There are several valid motives for interacting with Tornado, which was a legal and internationally accessible service until Monday. Ethereum, like other blockchains, makes transactions public by default, so anyone who wishes to conceal their financial history from employers, lovers, or the world must “mix” their funds.

Since its introduction in 2019, the U.S. government believes the site was used to launder more than $7 billion worth of cryptocurrency. However, the analytics firm Elliptic has only detected $1.5 billion worth of cryptocurrency associated with illegal activities such as ransomware and attacks.

In addition, the $7 billion amount mentioned by the United States Treasury presumably represents the overall value of crypto transmitted via the vortex. Etherscan creates word clouds of names and labels associated with blockchain addresses. The word cloud for Tornado Cash contains the words “phish/hack” as well as “charity,” “maker vault owner,” and “dragonereum tokenized asset,” – which seems like a pretty cool visualization of a “general purpose technology.” (You may not like or understand everything in crypto, but not everything is malicious.)

Paul Dylan-Ennis, a lecturer at Dublin University, told CoinDesk, “If you were trying to conceal assets on Ethereum, you no longer had a realistic alternative.” Gabagool.ETH, a famous crypto degen and member of Info Token DAO, shared this opinion.

“Tornado Cash was significant not just because it functioned (theoretically), but also because it was trusted and the keys were burnt,” Gabagool told CoinDesk.

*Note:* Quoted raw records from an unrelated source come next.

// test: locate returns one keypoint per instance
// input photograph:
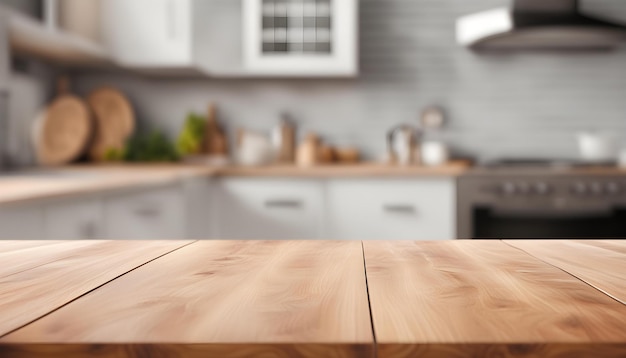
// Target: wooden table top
(313, 299)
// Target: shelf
(31, 38)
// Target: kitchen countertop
(58, 182)
(389, 299)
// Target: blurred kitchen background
(442, 137)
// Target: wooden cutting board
(114, 118)
(64, 131)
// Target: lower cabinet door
(21, 222)
(150, 214)
(75, 219)
(415, 209)
(269, 209)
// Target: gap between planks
(95, 288)
(586, 282)
(369, 302)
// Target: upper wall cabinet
(42, 35)
(301, 37)
(150, 34)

Gabagool alludes to destroying the cryptographic keys required to launch privacy-protecting apps, such as PGP and Monero.

This method, sometimes known as “key shredding,” assures that no one can access the cryptographic keys required to decode anonymized communications or transactions. Because this generally occurs in the early phases of a project, sometimes before there are any users, you must trust that the encryption was properly implemented and that there are no “backdoors” for circumventing it.

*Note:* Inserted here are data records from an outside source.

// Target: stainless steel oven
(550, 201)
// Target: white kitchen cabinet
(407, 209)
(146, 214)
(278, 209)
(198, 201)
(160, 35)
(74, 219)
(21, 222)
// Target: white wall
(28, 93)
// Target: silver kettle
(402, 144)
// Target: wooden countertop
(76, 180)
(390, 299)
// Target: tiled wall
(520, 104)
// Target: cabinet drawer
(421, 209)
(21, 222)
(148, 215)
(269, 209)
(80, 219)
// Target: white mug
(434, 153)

Shredding is so crucial to a project’s long-term existence that it can take on a ceremonial quality, like during the multi-day launch of the privacy-focused blockchain Zcash.

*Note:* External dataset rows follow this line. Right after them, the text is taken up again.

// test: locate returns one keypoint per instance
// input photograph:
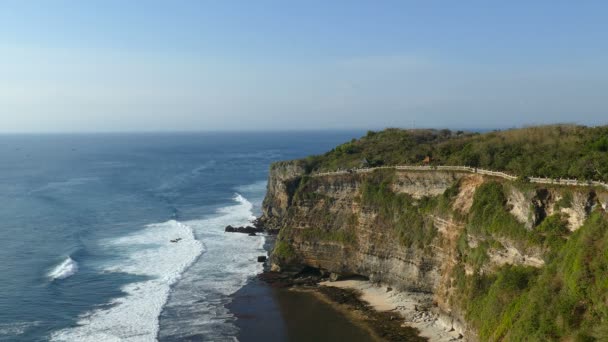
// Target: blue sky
(273, 65)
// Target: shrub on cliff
(565, 300)
(557, 151)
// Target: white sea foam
(65, 185)
(66, 268)
(134, 317)
(198, 299)
(16, 328)
(197, 307)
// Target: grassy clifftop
(557, 151)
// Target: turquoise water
(86, 224)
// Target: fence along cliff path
(539, 180)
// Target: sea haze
(87, 223)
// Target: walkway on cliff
(539, 180)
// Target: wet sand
(266, 313)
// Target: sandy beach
(413, 307)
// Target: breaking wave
(67, 268)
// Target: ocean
(86, 223)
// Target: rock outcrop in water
(436, 232)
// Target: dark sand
(276, 314)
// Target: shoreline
(413, 308)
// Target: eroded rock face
(323, 224)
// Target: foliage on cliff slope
(565, 300)
(565, 151)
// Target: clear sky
(273, 65)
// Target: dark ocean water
(86, 223)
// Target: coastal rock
(246, 230)
(325, 225)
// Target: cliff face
(411, 230)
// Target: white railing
(540, 180)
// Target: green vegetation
(489, 216)
(401, 212)
(558, 151)
(565, 201)
(283, 250)
(565, 300)
(343, 236)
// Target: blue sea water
(86, 223)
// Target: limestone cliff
(414, 230)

Therefore, the fact that another Tornado executes the identical code does not imply that it can be trusted. This would be made more difficult by the likelihood that many tornadoes will emerge, producing market uncertainty.

Moreover, because Tornado Cash functioned by tumbling transactions, the program’s liquidity directly impacted whether or not it could effectively jumble the blockchain. If there were numerous Tornados and no one could agree on which one was “safe,” their effectiveness would be diminished.

Or, in the words of Gabagool, it is possible that individuals would reload the code, “but it is not a genuine solution.” Notably, since the project’s documentation has been removed from GitHub, the main hosting site for open-source code, it will likely be impossible to obtain.

Then there are legal concerns.

Gabriel Shapiro, a notable crypto lawyer, wrote directly, “It is uncertain what stances OFAC would take under their exceedingly broad and undefined power.” “There is a plausible argument that engaging with a newly deployed Tornado is not covered by the punishment, but I wouldn’t take the chance,”

It appears likely that redeploying Tornado Cash may expose you to legal jeopardy. And although the penalty document’s language on a hypothetical redeployment is vague, Coin Center’s Neeraj Agrawal stated that users would likely not be held accountable if they used an alternate Tornado.

“OFAC authorized certain services at specific addresses,” he claimed.